L’avènement des écrans plats et des DVD a aiguisé l’œil des cinéphiles, et les cassettes VHS dorment dans les tiroirs. Flairant le filon, les majors de Hollywood revisitent les classiques. De leur côté, les pouvoirs publics mettent aussi la main au portemonnaie pour conserver ce patrimoine audiovisuel. Tel le film La belle et la bête qui vient d’être restauré sur la base du journal de tournage de Jean Cocteau ou l’œuvre de Chris Marker (L’armée des 12 singes), rééditée par Arte.
Une image après l’autre
Ces sorties, fruits d’un travail d’orfèvre, valent leur pesant d’or, tout en restant abordables (lire encadré). L’an passé, la modernisation des Enfants du paradis de Marcel Carné a coûté plus d’un million d’euros. Cette année, c’est la restauration d’un western culte de 1980, La porte du paradis, qui fait la une des chroniques. Elles ne font cependant pas toutes l’unanimité.
Sur le plan technique, le défi consiste à effacer les traces du temps. Une fois numérisée, chaque image «pèse» jusqu’à 45 Mo! Les restaurateurs procèdent ensuite, selon une logique de boule de neige, en allant des gros défauts vers le détail. Le traitement des images consiste d’abord à corriger les déchirures, les taches, les moisissures et autres abrasions verticales. Pour Les enfants du paradis, on a même remplacé les images manquantes en intervenant sur celles qui précèdent pour reconstituer le mouvement!
La suite consiste à réinterpréter la copie actuelle sans trahir le film d’origine. Les restaurateurs de la trilogie Le parrain ont ainsi fait un gros travail sur les clairs-obscurs du réalisateur Francis Ford Coppola, pour redonner du relief aux zones d’ombre et rendre leur subtilité aux couleurs.
Le son n’échappe pas à ce toilettage approfondi. Sur les vieux longs métrages, il faut diminuer le souffle sans rendre les voix plus métalliques. Là aussi, les ingénieurs divisent la bande en microsecondes et vont, au besoin, jusqu’à remplacer certaines syllabes en les repiquant ailleurs.
Cosmétique
«La restauration d’un film n’est pas une science exacte», explique Chicca Bergonzi, adjointe de direction à la Cinémathèque suisse. Dans ce domaine, deux écoles s’affrontent. La première, peu interventionniste, préconise de respecter les traces du temps. La seconde, qui a ainsi dicté la restauration des Enfants du paradis, consiste à lisser la pellicule pour que le film soit plus neuf encore qu’à sa sortie.

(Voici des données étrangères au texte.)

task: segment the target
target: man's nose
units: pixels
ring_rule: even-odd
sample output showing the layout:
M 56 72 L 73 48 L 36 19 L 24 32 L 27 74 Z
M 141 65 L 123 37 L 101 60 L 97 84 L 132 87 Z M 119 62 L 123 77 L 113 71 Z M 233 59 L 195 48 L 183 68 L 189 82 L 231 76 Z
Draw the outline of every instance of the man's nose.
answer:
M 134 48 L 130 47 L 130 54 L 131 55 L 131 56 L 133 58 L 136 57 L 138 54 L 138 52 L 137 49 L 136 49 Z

Car, avec les techniques actuelles, tout est possible. La nouvelle version du E.T. de Spielberg est désormais jouée sans cigarettes et les armes à feu ont été remplacées par des talkies-walkies! Et, dans le générique des nouvelles Vacances romaines, un nom a été ajouté: celui d’un auteur noir, dont la mention aurait été impensable dans les Etats-Unis de 1953… La frontière entre la cosmétique et la politique est ténue!
De là à jeter les vieilles versions, il y a un pas que Chicca Bergonzi ne franchit pas. «Il vaut la peine de remplacer une cassette qu’on ne regarde plus, mais il ne faut pas forcément renouveler sa collection à chaque sortie.» Pour faire son choix, on consultera la presse et les forums en ligne. A noter que, pour apprécier une version restaurée, il vaut la peine d’acquérir un lecteur Blu-ray, d’autant qu’il lit aussi les DVD.
Claire Houriet Rime
Bijoux à prix d’ami
Les restaurations de qualité ne se vendent pas forcément à prix d’or. Selon le porteparole de la Fnac, un film remastérisé coûte quelques francs de plus à sa sortie, mais il rejoindra les prix standard et les offres spéciales après trois mois seulement. Ce sont plutôt les versions «Collector», enrichies de bonus ou de gadgets, qui augmentent les prix. La dernière version Blu-ray du western La porte du paradis coûte ainsi 25 fr. en ligne. Compter 20 fr. pour le DVD normal et 89 fr. pour le coffret «Prestige».